JCC plansto study pool noise mitigation
WOODBRIDGE >> The Jewish Community Center of Greater New Haven has upped its game in an effort to get Town Plan and Zoning Commission approval for a family pool club at a camp pool it operates.
The JCC is hiring a land-use attorney and an Enfield engineering firm that specializes in sound mitigation.
But about a dozen neighbors, who are loyal to defeating the expanded use of the pool, weren’t happy to learn Monday night that a continuation of the public hearing would be again be continued to June 6.
Resident Sheila Wartel, a leader in the fight against the pool club, told Chairman Jeffrey Kaufman she’d been there three times, “and I have to come a fourth? What if I can’t make it?”

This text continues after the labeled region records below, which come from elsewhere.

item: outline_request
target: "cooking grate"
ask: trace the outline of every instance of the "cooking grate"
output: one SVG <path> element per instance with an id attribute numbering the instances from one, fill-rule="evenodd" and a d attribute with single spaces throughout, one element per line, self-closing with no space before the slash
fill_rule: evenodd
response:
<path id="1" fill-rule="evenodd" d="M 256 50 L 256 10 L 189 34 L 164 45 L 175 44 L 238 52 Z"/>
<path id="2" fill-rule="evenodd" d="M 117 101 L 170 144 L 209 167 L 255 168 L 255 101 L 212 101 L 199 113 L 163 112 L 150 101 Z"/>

Kaufman said there was no new information for residents to comment on.
The JCC has hired attorney Thomas lynch of Milford, who said the engineering firm will consider landscaping, berms and panels for sound mitigation.
The neighbors’ attorney, Timothy Lee, also practicing in the land-use field, asked that the JCC provide him with copies of the plan two weeks in advance of the hearing so their own experts can review it.
Neighbors have complained throughout the application process that noise from the weekday camp already is unbearable, compromises their quality of life and is decreasing their property values. They also say the JCC has broken many promises through the years as well as agreements made with the TPZC to mitigate the noise.
JCC officials originally came to the board in March with a vague request they firmed up last month. They want to:
• Open the pool on weekends to families who would pay a membership fee that would more affordable than a country club.
• Extend weekday hours to 7 p.m.; open on weekends 10 a.m.-7 p.m.; and operate the weekend pool club from June 15 to Labor Day.
• JCC officials have said they would put a 200-person maximum for the 60-by-77 pool.
Residents Monday were angry they weren’t told sooner of the request for a continuance. They asked Kaufman how long he knew, and when he said April 27, neighbors expressed dissatisfaction that they weren’t notified.
Neighbors gathered outside later to talk about the JCC issue.
Jay Charkow was among those upset they couldn’t speak.
“I think it was a shame - it was non-democratic,” he said. “The people here came to an open town meeting.”
Resident Hedy Kober said the TPZC seems to be going out of its way to help the JCC, and questioned the motive. She added, “They’re supposed to keep us happy.”
Yang Wu agreed, saying, “I think they’re ignoring who voted for them.”